The transistion between high school and college was definately a very confusing jump for me. I am currently a junior at UNLV for computer engineering and I find it is always easier to not stress over the transistion, but to figure out what you truly want to major in once reaching college. The first major difference between the two honestly is the class sizes. At UNLV my general education classes usually round off at about 30-40 students which can make it hard to stay ontop of things if you aren't a true "teachers pet" as everyone would say. Also, college is the truest test of ambition there is. I know in high school teachers have alot more time usually to actually tutor and mentor you when you don't do homework, but professors dont usually take time to single you out if you don't make your presence known which can suck sometimes if you're falling behind. My best advice when it comes to this would be NEVER LOSE FOCUS BUT HAVE FUN. College is a great place to learn more about yourself as well as your interest. With all the activities and classes going on around you it can be difficult to keep up which can postpone you graduating on time. Once you get the hang of being independent in college, transitioning into the workforce becomes that much more easier due to you already having some confidence and a clear idea of some sort of what you want to work on and do as far as a career.
Don't give up!
It really depends on what type of college you are looking at attending. If you're going to attend a school where none of your fellow high school classmates are attending then finding on campus clubs/organizations to join are an excellent way to meet people with similar interests. You will no doubt meet a ton of people from living in the dorms or other on campus housing if you choose to live there. For the first year I would recommend it even if it close to home to get the full college experience.
The best advice I can give to transition from college to career would be an internship, especially in that last year or last semester. Many people end of getting offered full time positions with the company that they interned with if they showed promise and drive. If an internship doesn't interest you I would suggest going to career fairs as you get closer towards graduation and really making social contacts while your in school to get a jump on the career world.

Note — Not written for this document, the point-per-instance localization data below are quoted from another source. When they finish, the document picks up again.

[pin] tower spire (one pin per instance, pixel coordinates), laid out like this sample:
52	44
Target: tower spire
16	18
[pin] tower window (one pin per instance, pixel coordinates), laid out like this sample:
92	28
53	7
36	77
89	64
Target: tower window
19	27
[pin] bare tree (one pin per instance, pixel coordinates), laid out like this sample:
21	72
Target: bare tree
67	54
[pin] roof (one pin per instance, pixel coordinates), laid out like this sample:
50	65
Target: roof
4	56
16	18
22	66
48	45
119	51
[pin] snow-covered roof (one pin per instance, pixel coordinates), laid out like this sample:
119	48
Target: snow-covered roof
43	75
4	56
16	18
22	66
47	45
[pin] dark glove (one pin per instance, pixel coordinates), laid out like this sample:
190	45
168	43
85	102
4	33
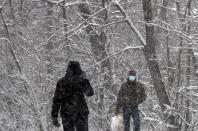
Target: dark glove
55	122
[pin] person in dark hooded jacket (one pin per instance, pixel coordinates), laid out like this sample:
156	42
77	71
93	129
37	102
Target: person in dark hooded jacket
69	99
131	94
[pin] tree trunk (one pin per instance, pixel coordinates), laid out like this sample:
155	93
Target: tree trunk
98	42
150	55
188	114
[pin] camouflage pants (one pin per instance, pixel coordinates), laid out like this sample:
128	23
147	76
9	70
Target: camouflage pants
127	113
79	122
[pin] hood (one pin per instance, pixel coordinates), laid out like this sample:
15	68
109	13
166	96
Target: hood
74	68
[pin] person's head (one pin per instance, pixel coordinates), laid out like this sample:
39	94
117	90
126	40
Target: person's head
74	68
132	75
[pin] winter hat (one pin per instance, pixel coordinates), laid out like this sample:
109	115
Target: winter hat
132	73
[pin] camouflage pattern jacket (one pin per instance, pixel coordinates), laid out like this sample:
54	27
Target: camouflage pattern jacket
69	94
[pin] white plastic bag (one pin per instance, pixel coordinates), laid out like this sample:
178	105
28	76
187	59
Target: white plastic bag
117	123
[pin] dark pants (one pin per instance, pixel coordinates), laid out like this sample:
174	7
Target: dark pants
78	122
134	112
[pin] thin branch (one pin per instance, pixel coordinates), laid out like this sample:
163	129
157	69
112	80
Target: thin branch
130	23
10	42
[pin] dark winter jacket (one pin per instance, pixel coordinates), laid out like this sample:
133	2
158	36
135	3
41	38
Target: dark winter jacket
131	94
69	93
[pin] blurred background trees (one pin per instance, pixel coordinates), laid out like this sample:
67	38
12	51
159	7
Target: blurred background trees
157	38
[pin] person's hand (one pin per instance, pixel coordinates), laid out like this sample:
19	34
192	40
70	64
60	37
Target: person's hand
55	122
116	113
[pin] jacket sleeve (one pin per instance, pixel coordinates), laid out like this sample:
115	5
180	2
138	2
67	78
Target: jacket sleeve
142	94
88	88
57	100
119	100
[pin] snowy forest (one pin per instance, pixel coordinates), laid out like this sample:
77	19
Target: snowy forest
157	38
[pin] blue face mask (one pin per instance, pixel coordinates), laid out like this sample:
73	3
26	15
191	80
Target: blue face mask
131	78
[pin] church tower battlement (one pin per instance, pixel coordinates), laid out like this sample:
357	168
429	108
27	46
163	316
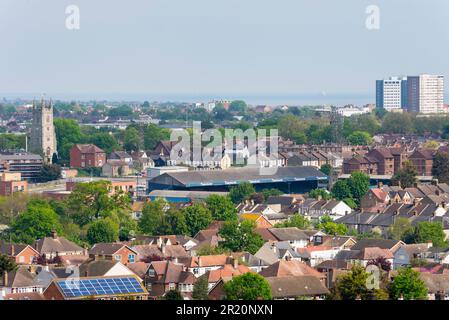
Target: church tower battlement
42	135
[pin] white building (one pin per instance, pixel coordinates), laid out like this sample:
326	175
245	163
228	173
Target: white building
391	93
431	93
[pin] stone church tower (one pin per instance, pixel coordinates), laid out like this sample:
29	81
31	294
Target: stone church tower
43	137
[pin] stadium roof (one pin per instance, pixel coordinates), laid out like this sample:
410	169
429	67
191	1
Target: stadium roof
239	175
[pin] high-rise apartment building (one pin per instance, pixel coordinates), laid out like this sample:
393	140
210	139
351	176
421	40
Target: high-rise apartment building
390	93
421	94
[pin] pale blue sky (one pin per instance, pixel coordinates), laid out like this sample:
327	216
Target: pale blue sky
230	47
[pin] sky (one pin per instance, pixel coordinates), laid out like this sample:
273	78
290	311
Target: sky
167	49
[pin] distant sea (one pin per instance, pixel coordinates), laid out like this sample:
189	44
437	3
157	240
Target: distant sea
253	99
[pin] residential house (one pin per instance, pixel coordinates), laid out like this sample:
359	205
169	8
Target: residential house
22	280
260	220
385	160
295	287
21	253
53	246
199	265
123	156
113	251
422	159
271	252
163	276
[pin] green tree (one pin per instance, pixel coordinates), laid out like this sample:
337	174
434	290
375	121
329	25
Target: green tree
352	285
320	194
175	220
221	208
238	106
399	228
198	217
408	285
68	133
201	289
326	169
271	192
152	217
240	236
360	138
104	230
248	286
131	141
153	134
91	200
406	176
440	168
241	192
430	231
341	190
297	221
38	221
359	184
6	264
329	226
105	141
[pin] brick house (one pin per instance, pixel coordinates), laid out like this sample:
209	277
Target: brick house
11	182
163	276
422	159
360	163
21	253
87	156
113	251
385	160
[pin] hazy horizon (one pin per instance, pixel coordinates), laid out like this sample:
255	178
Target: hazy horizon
287	52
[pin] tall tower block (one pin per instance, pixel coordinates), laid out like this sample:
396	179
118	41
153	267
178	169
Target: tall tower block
43	136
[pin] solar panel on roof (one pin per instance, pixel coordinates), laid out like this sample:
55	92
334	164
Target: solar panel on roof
95	287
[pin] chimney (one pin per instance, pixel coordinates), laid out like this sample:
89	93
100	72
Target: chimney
5	279
32	269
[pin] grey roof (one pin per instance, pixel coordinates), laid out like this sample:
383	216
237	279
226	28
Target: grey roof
50	245
185	194
106	248
271	252
295	286
289	234
96	268
238	175
435	282
370	243
20	278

Transitions can be challenging, but also exciting -- a time to gain new skills, new relationships, and new perspectives on where you want to go. Going from high school to college, you'll need to be more self-directed (as Kenya noted above), and advocate for yourself if you need additional help (for example, going to office hours for a challenging class or seeking out guidance on course selection). I would also second the advice about early work experiences being a helpful bridge to post-college employment -- look for volunteer experiences, summer jobs, internships, or part-time work as you're going through college that can help you explore possible paths and build your skills. If you have more specific questions about these transitions, please feel free to ask!
while making the transition from college to the work force i would highly suggest an intership in the field you are majoring in, it's such a great hands on experience and way to figure out which role in that field would fit you best.

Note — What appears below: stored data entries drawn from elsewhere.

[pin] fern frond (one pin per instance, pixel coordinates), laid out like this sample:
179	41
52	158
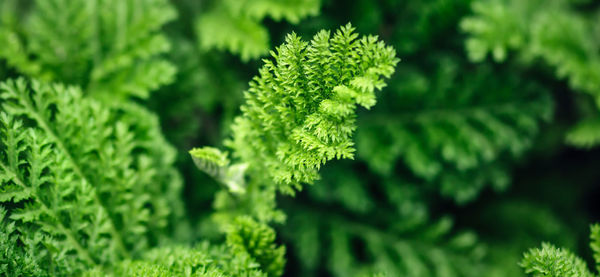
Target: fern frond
236	25
595	244
258	240
549	31
71	154
216	164
555	262
585	134
19	255
111	48
300	110
250	252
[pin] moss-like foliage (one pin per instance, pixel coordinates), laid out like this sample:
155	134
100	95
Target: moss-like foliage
95	191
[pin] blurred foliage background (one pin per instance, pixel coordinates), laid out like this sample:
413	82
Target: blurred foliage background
482	145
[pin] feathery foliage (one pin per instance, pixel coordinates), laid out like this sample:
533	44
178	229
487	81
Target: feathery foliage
458	138
552	261
318	85
553	32
95	191
235	25
399	237
250	252
109	47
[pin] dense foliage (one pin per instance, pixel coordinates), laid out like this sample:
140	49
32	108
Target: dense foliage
424	138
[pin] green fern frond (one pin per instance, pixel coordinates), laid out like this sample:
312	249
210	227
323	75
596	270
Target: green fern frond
236	25
461	134
595	244
555	262
553	32
250	252
59	151
216	164
300	110
109	47
585	134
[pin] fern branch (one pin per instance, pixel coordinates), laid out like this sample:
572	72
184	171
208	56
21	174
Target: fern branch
30	110
68	233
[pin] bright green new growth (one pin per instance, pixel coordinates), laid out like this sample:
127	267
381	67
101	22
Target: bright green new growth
555	262
78	186
549	31
109	47
300	110
235	25
249	252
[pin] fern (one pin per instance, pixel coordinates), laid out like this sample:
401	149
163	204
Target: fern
61	152
556	34
250	252
236	25
280	153
348	230
349	71
449	133
552	261
109	47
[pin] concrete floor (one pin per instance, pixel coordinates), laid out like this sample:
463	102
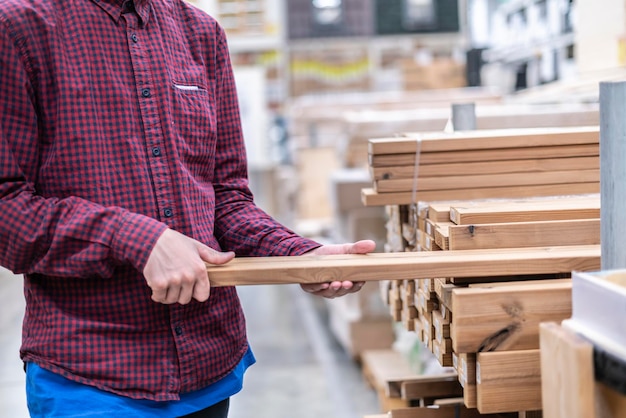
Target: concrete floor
301	371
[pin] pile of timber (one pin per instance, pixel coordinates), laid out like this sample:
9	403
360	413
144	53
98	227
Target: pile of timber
362	125
483	164
487	326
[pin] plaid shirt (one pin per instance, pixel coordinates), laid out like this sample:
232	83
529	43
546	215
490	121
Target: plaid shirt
118	121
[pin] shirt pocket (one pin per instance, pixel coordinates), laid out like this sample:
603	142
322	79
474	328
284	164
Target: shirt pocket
194	121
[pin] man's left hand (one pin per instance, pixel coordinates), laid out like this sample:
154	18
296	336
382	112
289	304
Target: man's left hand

My high school had 200 kids... Then I went to a big University and was completely overwhelmed on my first day. I kept getting lost trying to find my classrooms and definitely wasn't used to lectures with hundreds of people. Nothing wrong with walking around your school and figuring out where your classes are before the semester starts if you are worried about that. It's a big change, but an exciting one if you just embrace the experiences that will come your way and use the time to get to know who you are. As for work I'd recommend co-op or internship programs. They look great on your resume when you are job hunting later and it's a good way to ease into the working world in your area of study. Most importantly cut yourself a bit of slack. After about a month or two it will feel like you've been in college forever and you'll be more comfortable.
If you are going to live on a College campus the best advice I can give you is get involved in the school activities by do some volunteering. If you have never spent time away from your parents then being homesick is a real possibility. The way to combat this is stay busy. College isn't just learning by books, it is also learning to adapt to your surroundings and growing up. Ask the school conselors what activities to join and make it something that can be rewarding to you.